“Je suis Charlie”
Who could have missed the T-shirts and placards a couple of weeks ago bearing the slogan ‘Je suis Charlie’ (‘I am Charlie’), expressing solidarity with the staff of the magazine Charlie Hebdo following the gruesome attack on their offices which left several of their colleagues dead and a nation in shock. Other similar acts of identification soon followed: ‘Je suis Ahmed’ for the Muslim policeman who was killed in the aftermath; ‘Je suis Juif’, identifying with the Jewish people who were killed days later.

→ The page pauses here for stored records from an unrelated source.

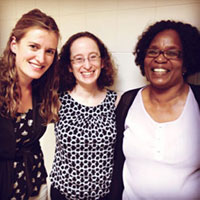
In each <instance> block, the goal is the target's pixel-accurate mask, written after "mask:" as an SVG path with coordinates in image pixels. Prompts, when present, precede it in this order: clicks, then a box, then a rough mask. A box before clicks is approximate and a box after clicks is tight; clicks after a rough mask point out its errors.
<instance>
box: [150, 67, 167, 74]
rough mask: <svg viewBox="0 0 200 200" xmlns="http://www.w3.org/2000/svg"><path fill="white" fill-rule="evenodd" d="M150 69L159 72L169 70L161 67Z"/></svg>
mask: <svg viewBox="0 0 200 200" xmlns="http://www.w3.org/2000/svg"><path fill="white" fill-rule="evenodd" d="M152 71H153V72H160V73H162V72H168V71H169V70H167V69H163V68H153V69H152Z"/></svg>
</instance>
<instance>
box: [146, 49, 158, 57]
mask: <svg viewBox="0 0 200 200" xmlns="http://www.w3.org/2000/svg"><path fill="white" fill-rule="evenodd" d="M147 55H149V56H155V55H158V50H157V49H148V50H147Z"/></svg>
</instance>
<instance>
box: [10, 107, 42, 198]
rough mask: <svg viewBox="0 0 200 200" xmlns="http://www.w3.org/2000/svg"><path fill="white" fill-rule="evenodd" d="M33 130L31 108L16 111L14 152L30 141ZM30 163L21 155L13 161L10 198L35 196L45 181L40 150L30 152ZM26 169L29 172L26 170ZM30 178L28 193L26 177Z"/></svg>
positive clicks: (24, 146)
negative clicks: (25, 112)
mask: <svg viewBox="0 0 200 200" xmlns="http://www.w3.org/2000/svg"><path fill="white" fill-rule="evenodd" d="M32 131H33V110H29V111H28V112H27V113H18V116H17V118H16V120H15V121H14V132H15V137H16V154H17V153H18V152H19V151H21V150H22V149H23V148H25V146H26V144H28V143H29V142H30V141H31V134H32ZM31 156H32V163H31V164H29V165H28V166H27V163H25V161H24V160H23V156H18V158H17V159H16V160H15V161H14V163H13V168H14V185H13V191H12V196H11V200H19V199H20V200H23V199H24V200H25V199H28V196H36V195H38V193H39V191H40V187H41V185H42V184H44V183H46V171H45V167H44V161H43V154H42V152H41V151H39V152H35V153H32V155H31ZM27 170H28V171H29V172H27ZM27 176H30V177H29V178H30V179H31V183H32V187H33V192H32V193H31V194H28V187H27V186H28V185H27V179H28V177H27Z"/></svg>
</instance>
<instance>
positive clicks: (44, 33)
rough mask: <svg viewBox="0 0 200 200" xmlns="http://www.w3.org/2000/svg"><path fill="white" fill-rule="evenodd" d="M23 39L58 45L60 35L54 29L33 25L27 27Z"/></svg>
mask: <svg viewBox="0 0 200 200" xmlns="http://www.w3.org/2000/svg"><path fill="white" fill-rule="evenodd" d="M21 40H22V41H28V42H35V43H39V44H40V43H42V44H46V45H49V46H54V48H56V47H57V44H58V35H57V34H56V33H55V32H54V31H49V30H46V29H43V28H38V27H31V28H28V29H26V33H25V34H24V36H23V37H22V38H21Z"/></svg>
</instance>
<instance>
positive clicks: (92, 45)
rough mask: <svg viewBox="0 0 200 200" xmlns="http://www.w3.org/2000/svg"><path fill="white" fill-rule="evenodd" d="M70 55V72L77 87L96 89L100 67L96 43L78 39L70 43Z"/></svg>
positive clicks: (92, 41)
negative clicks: (94, 88)
mask: <svg viewBox="0 0 200 200" xmlns="http://www.w3.org/2000/svg"><path fill="white" fill-rule="evenodd" d="M70 53H71V55H70V59H71V60H72V62H71V69H70V71H71V72H73V74H74V76H75V78H76V83H77V85H81V86H83V87H88V86H92V87H97V79H98V77H99V75H100V73H101V68H102V65H101V58H100V51H99V48H98V46H97V44H96V42H95V41H94V40H92V39H90V38H88V37H81V38H78V39H76V40H75V41H74V42H73V43H72V46H71V48H70ZM81 60H82V61H81ZM80 61H81V62H80Z"/></svg>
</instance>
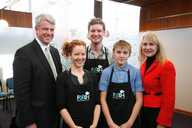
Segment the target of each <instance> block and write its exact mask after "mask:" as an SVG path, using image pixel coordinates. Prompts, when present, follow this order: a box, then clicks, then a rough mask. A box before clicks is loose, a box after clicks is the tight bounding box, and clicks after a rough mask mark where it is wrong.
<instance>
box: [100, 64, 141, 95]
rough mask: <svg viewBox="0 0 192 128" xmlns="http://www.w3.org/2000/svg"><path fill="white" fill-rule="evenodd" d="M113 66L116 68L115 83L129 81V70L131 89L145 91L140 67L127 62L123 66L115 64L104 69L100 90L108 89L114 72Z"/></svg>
mask: <svg viewBox="0 0 192 128" xmlns="http://www.w3.org/2000/svg"><path fill="white" fill-rule="evenodd" d="M112 68H114V72H113V75H112V82H115V83H124V82H128V74H127V71H128V70H129V72H130V80H131V89H132V91H133V92H141V91H143V86H142V81H141V75H140V71H139V69H137V68H135V67H134V66H131V65H129V64H128V63H126V64H125V65H124V66H123V67H122V68H119V67H117V66H116V65H115V64H112V65H110V66H109V67H108V68H106V69H104V70H103V72H102V75H101V78H100V81H99V90H100V91H107V88H108V86H109V82H110V81H109V80H110V76H111V72H112Z"/></svg>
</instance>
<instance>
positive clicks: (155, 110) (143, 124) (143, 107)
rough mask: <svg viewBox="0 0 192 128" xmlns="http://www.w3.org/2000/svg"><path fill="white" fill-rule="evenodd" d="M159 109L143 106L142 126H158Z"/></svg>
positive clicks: (141, 111)
mask: <svg viewBox="0 0 192 128" xmlns="http://www.w3.org/2000/svg"><path fill="white" fill-rule="evenodd" d="M159 111H160V108H148V107H143V108H142V110H141V124H142V128H156V127H157V122H156V120H157V117H158V114H159Z"/></svg>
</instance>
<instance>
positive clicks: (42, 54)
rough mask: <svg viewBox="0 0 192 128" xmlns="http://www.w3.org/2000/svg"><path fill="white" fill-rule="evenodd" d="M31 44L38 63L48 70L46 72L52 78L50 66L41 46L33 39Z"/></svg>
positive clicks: (52, 77)
mask: <svg viewBox="0 0 192 128" xmlns="http://www.w3.org/2000/svg"><path fill="white" fill-rule="evenodd" d="M33 44H34V53H35V54H36V55H37V58H38V59H39V62H40V65H42V67H43V68H45V70H46V71H47V72H48V74H49V75H50V76H51V77H52V78H53V79H54V76H53V73H52V70H51V67H50V66H49V63H48V61H47V59H46V57H45V55H44V53H43V51H42V49H41V47H40V46H39V44H38V43H37V41H36V40H34V41H33ZM54 63H55V62H54Z"/></svg>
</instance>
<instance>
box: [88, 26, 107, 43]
mask: <svg viewBox="0 0 192 128" xmlns="http://www.w3.org/2000/svg"><path fill="white" fill-rule="evenodd" d="M104 35H105V30H104V28H103V25H102V24H94V25H91V26H90V28H89V31H88V37H89V39H90V40H91V43H93V44H95V45H97V44H100V43H101V42H102V40H103V37H104Z"/></svg>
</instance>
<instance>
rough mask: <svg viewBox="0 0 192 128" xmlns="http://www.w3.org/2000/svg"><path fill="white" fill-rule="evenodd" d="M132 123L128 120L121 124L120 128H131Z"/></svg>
mask: <svg viewBox="0 0 192 128" xmlns="http://www.w3.org/2000/svg"><path fill="white" fill-rule="evenodd" d="M132 125H133V123H132V122H131V121H130V120H129V121H127V122H126V123H124V124H122V125H121V126H120V128H131V127H132Z"/></svg>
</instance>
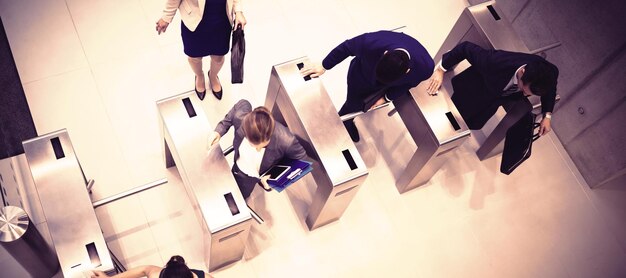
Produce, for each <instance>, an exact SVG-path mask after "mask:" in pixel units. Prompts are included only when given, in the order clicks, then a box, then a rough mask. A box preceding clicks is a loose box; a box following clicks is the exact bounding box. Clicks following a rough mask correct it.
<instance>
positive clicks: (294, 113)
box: [265, 57, 368, 230]
mask: <svg viewBox="0 0 626 278" xmlns="http://www.w3.org/2000/svg"><path fill="white" fill-rule="evenodd" d="M309 63H310V61H309V59H308V58H307V57H302V58H298V59H295V60H292V61H288V62H285V63H282V64H279V65H275V66H273V67H272V73H271V76H270V81H269V86H268V90H267V96H266V99H265V107H267V108H268V109H270V110H271V111H272V113H273V114H274V116H275V118H276V119H277V120H279V121H284V122H285V123H286V125H287V126H288V127H289V130H290V131H291V132H292V133H293V134H295V135H296V137H298V139H299V140H300V143H302V145H303V146H304V148H305V149H306V151H307V154H308V155H309V156H310V157H311V158H312V159H313V160H315V161H314V165H313V171H312V174H313V179H314V180H315V184H316V185H317V189H316V192H315V195H314V196H313V201H312V203H311V206H310V207H309V212H308V215H307V217H306V223H307V226H308V227H309V229H310V230H313V229H315V228H318V227H320V226H323V225H325V224H328V223H331V222H333V221H336V220H338V219H339V218H341V216H342V215H343V213H344V211H345V210H346V208H347V207H348V205H349V204H350V202H351V201H352V199H353V198H354V196H355V195H356V193H357V191H358V189H359V186H360V185H361V184H363V182H364V181H365V178H366V177H367V175H368V171H367V169H366V167H365V162H364V161H363V160H362V158H361V155H360V154H359V152H358V150H357V148H356V146H355V145H354V143H353V142H352V140H351V139H350V136H349V135H348V133H347V131H346V130H345V127H344V126H343V123H342V121H341V120H340V119H339V116H338V114H337V110H336V109H335V106H334V105H333V103H332V101H331V100H330V97H329V96H328V93H327V92H326V89H325V88H324V86H323V85H322V81H321V80H320V79H319V78H314V79H312V78H310V77H308V76H307V77H302V75H301V74H300V69H301V68H302V67H303V66H304V64H309Z"/></svg>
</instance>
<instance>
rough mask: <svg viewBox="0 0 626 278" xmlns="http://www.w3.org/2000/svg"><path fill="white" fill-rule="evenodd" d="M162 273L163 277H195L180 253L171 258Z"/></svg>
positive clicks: (191, 277)
mask: <svg viewBox="0 0 626 278" xmlns="http://www.w3.org/2000/svg"><path fill="white" fill-rule="evenodd" d="M161 274H162V276H161V277H163V278H193V274H192V273H191V270H189V267H187V264H185V259H183V257H181V256H178V255H177V256H172V258H170V260H169V261H168V262H167V264H166V265H165V268H163V272H162V273H161Z"/></svg>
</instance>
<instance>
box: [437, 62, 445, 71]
mask: <svg viewBox="0 0 626 278" xmlns="http://www.w3.org/2000/svg"><path fill="white" fill-rule="evenodd" d="M437 68H439V69H441V70H442V71H443V72H446V71H448V70H447V69H445V68H443V66H442V65H441V61H439V63H437V67H435V69H437Z"/></svg>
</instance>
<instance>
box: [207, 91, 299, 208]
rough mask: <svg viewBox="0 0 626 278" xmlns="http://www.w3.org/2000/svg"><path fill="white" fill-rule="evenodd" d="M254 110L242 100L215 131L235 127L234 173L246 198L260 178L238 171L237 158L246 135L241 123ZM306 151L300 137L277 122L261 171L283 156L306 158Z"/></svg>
mask: <svg viewBox="0 0 626 278" xmlns="http://www.w3.org/2000/svg"><path fill="white" fill-rule="evenodd" d="M250 111H252V106H251V105H250V102H248V101H247V100H243V99H242V100H240V101H239V102H237V103H236V104H235V105H234V106H233V108H231V109H230V111H229V112H228V114H226V116H225V117H224V119H223V120H222V121H220V122H219V123H218V124H217V126H216V127H215V132H217V133H219V134H220V135H222V136H223V135H224V134H226V132H227V131H228V130H229V129H230V127H231V126H232V127H234V128H235V138H234V139H233V148H234V149H235V160H234V161H235V166H234V167H233V174H234V175H235V179H236V180H237V184H238V185H239V189H240V190H241V192H242V194H243V196H244V198H248V197H249V196H250V193H252V190H253V189H254V185H255V184H256V183H257V182H259V181H260V180H259V179H258V178H252V177H248V176H247V175H245V174H244V173H242V172H240V171H238V167H237V166H236V164H237V162H236V161H237V159H238V158H239V146H240V145H241V142H242V141H243V138H244V137H245V135H244V132H243V128H242V127H241V123H242V122H243V118H244V117H245V116H246V115H247V114H248V113H250ZM305 157H306V152H305V150H304V148H302V145H300V142H298V139H297V138H296V137H295V136H294V135H293V134H292V133H291V132H290V131H289V129H287V128H286V127H285V126H283V125H282V124H281V123H279V122H276V124H275V125H274V132H273V133H272V136H271V137H270V143H269V145H267V147H265V154H264V155H263V159H262V160H261V167H260V169H259V170H260V173H264V172H265V171H267V170H269V169H270V167H272V166H274V165H275V164H276V163H277V162H279V161H280V160H281V159H283V158H290V159H304V158H305Z"/></svg>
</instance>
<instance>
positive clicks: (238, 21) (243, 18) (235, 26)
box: [233, 12, 248, 30]
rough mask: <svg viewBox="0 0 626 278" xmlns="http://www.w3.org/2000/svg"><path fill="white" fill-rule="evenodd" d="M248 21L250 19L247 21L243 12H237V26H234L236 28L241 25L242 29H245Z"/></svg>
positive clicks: (236, 19)
mask: <svg viewBox="0 0 626 278" xmlns="http://www.w3.org/2000/svg"><path fill="white" fill-rule="evenodd" d="M247 23H248V21H246V17H245V16H243V12H236V13H235V26H233V28H234V29H237V26H239V25H241V29H242V30H243V27H244V26H246V24H247Z"/></svg>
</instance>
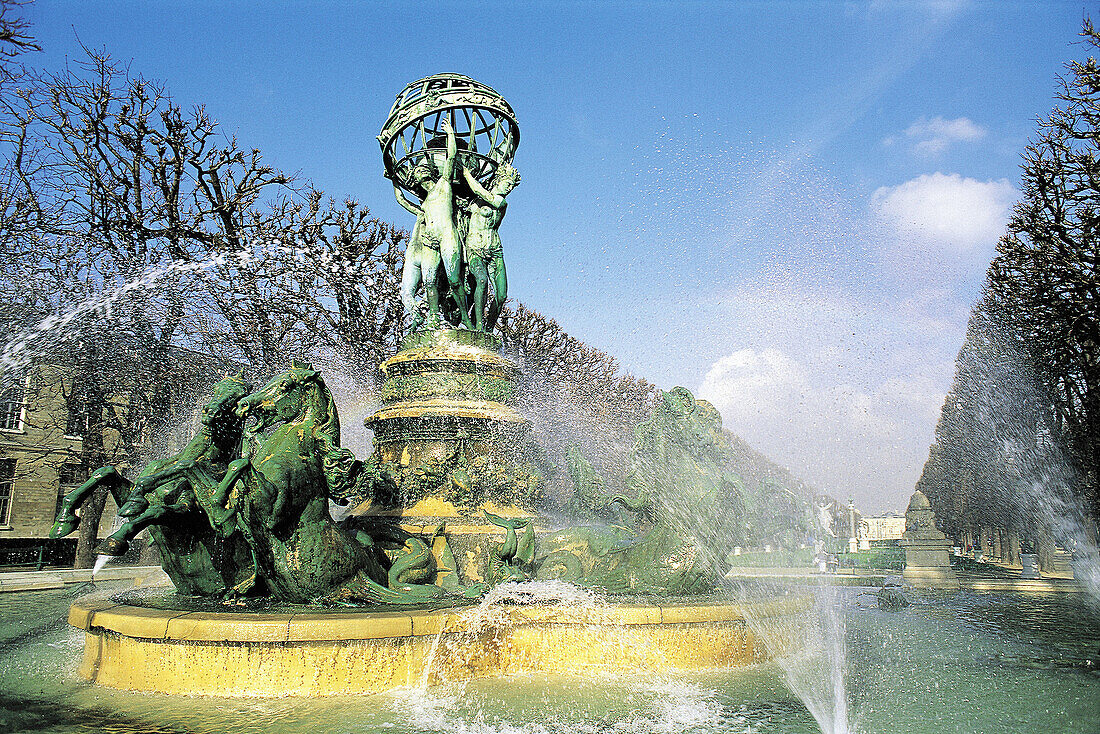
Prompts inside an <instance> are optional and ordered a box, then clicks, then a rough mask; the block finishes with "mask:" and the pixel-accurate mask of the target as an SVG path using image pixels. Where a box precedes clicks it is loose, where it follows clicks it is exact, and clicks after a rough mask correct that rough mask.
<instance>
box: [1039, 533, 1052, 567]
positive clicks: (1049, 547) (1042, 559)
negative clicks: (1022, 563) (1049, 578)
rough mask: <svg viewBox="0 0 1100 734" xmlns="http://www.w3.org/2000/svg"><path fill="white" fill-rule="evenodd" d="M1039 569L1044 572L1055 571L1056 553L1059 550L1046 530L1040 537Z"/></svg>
mask: <svg viewBox="0 0 1100 734" xmlns="http://www.w3.org/2000/svg"><path fill="white" fill-rule="evenodd" d="M1037 550H1038V570H1040V571H1042V572H1043V573H1053V572H1054V554H1055V551H1056V550H1057V549H1056V547H1055V545H1054V540H1052V539H1051V536H1049V535H1047V534H1046V533H1045V532H1041V534H1040V537H1038V548H1037Z"/></svg>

Martin Luther, commenting on what happened when Jesus died as our substitute says something strikingly, even shockingly, similar: “Our most merciful Father…sent his only Son into the world and laid upon him…the sins of all men saying: ‘Be thou Peter that denier; Paul that persecutor, blasphemer and cruel oppressor; David that adulterer; that sinner which did eat the apple in Paradise; that thief which hanged upon the cross; and briefly be thou the person which hath committed the sins of all men; see therefore that thou pay and satisfy for them.’” That has to be the ultimate act of identification, which Jesus takes on himself willingly. It is as if, when Jesus dies, he says, “I am Chris… I am Helen… I am Andy…” And, as we put our faith in him, he identifies with us to such an extent that we actually died ourselves in and with him. So, Paul can write to the Colossians that “you died with Christ” (2:20), and to the Galatians that it was through “Christ … becoming a curse for us” (3:13).